Interesting People mailing list archives

Re: Shamos: Why e-voting paper trails are a bad idea


From: David Farber <dave () farber net>
Date: Wed, 23 Apr 2008 21:17:28 -0700


________________________________________
From: Eugene H. Spafford [spaf () mac com]
Sent: Wednesday, April 23, 2008 9:58 PM
To: David Farber
Cc: ip
Subject: Re: [IP] Shamos: Why e-voting paper trails are a bad idea

Without going into the discussion, let me simply point out that the ACM position does not mandate paper.

The official ACM position is (in part)  "Voting systems should also enable each voter to inspect a physical (e.g., 
paper) record to verify that his or her vote has been accurately cast and to serve as an independent check on the 
result produced and stored by the system. Making those records permanent (i.e., not based solely in computer memory) 
provides a means by which an accurate recount may be conducted."
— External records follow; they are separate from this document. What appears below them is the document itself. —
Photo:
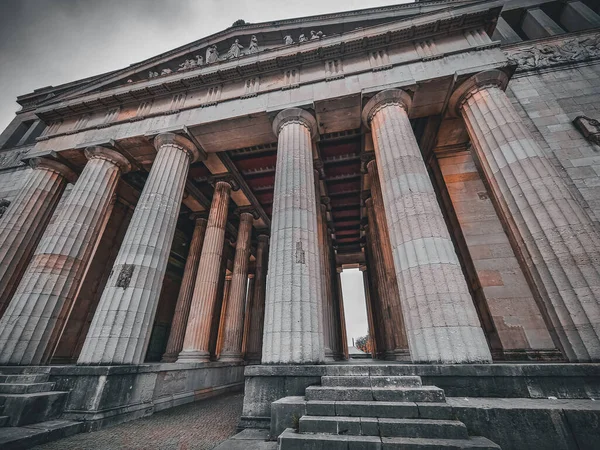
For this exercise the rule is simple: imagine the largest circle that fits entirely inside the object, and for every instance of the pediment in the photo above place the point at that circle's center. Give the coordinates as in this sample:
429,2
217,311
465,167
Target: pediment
249,40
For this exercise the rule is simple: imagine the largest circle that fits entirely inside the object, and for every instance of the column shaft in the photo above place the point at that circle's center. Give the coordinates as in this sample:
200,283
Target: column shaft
43,299
234,317
197,335
184,299
25,220
121,327
562,248
257,307
293,332
440,318
383,239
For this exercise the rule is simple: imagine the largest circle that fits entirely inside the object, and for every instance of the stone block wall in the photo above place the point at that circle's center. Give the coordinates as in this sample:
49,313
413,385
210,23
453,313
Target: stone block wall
548,101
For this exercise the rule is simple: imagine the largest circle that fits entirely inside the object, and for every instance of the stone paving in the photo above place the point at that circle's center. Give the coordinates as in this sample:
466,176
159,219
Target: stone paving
195,426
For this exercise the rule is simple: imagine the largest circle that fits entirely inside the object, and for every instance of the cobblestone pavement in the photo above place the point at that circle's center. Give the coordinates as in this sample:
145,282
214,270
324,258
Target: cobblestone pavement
195,426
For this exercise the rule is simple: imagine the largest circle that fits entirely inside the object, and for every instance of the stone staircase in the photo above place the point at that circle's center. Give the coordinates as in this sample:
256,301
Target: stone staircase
30,409
378,412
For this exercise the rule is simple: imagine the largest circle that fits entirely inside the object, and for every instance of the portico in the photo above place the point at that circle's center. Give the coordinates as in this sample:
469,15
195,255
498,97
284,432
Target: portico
243,184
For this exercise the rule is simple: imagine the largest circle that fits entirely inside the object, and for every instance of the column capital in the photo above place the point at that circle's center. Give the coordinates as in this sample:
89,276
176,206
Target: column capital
178,141
381,100
53,166
295,115
98,152
482,80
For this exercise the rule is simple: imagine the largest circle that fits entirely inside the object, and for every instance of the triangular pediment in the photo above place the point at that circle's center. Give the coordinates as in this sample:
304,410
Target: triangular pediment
248,40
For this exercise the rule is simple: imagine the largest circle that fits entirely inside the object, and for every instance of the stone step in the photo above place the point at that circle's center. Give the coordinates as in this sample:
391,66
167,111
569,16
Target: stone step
421,394
472,443
375,381
371,426
25,378
25,409
13,438
291,440
25,388
391,410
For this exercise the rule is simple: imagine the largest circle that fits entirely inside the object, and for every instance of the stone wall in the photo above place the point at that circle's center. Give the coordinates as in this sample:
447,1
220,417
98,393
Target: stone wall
548,101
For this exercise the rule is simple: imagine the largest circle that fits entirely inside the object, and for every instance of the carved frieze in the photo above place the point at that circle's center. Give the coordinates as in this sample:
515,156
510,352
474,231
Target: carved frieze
548,54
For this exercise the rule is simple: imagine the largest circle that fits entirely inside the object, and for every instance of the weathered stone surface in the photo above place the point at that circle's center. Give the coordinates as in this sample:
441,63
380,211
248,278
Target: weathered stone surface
22,224
198,331
184,300
293,330
121,327
561,245
441,320
234,313
33,321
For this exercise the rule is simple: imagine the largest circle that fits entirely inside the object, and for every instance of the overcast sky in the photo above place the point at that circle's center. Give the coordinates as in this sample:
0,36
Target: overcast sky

If you will note, the ACM position advocates a physical record that can be independently checked and that may be 
accurately recounted.   Paper is given as one example.  We would certainly welcome workable, trustable alternatives 
that use some other physical record.

It is possible to build a flawed system using any technology, including paper.  It is also possible to hack any system 
given the time, resources, and access.   The goal of good security is to apply sufficient resources to gain trust 
appropriate to the given risk.  Our statement is based on the belief that a permanent, verifiable record is a way to do 
that in the context of voting; paper is one technology that can be used, given appropriate procedures and technologies, 
to achieve a high -- although not perfect -- level of trust with reasonable cost.

Prof. Shamos's criticisms of paper have already been discussed here -- he is not evenhanded in that he is criticizing 
some systems with known flaws rather than what can actually be engineered.  Some vendors have provided sub-standard 
paper  mechanisms and these should not be used as exemplars of what is possible.  Many critics of paper do that, 
exactly as some critics of computers focus only on the most defective examples of DRE machines.  Neither is fully fair, 
nor do they advance us towards workable solutions.

Voting has many challenging constraints to be met for privacy, reliability, accuracy, and security.   The ACM position 
is that good design and testing are needed, and that a durable, independently-verifiable ballot is also needed.   Would 
anyone informed and reasonable really argue to the contrary?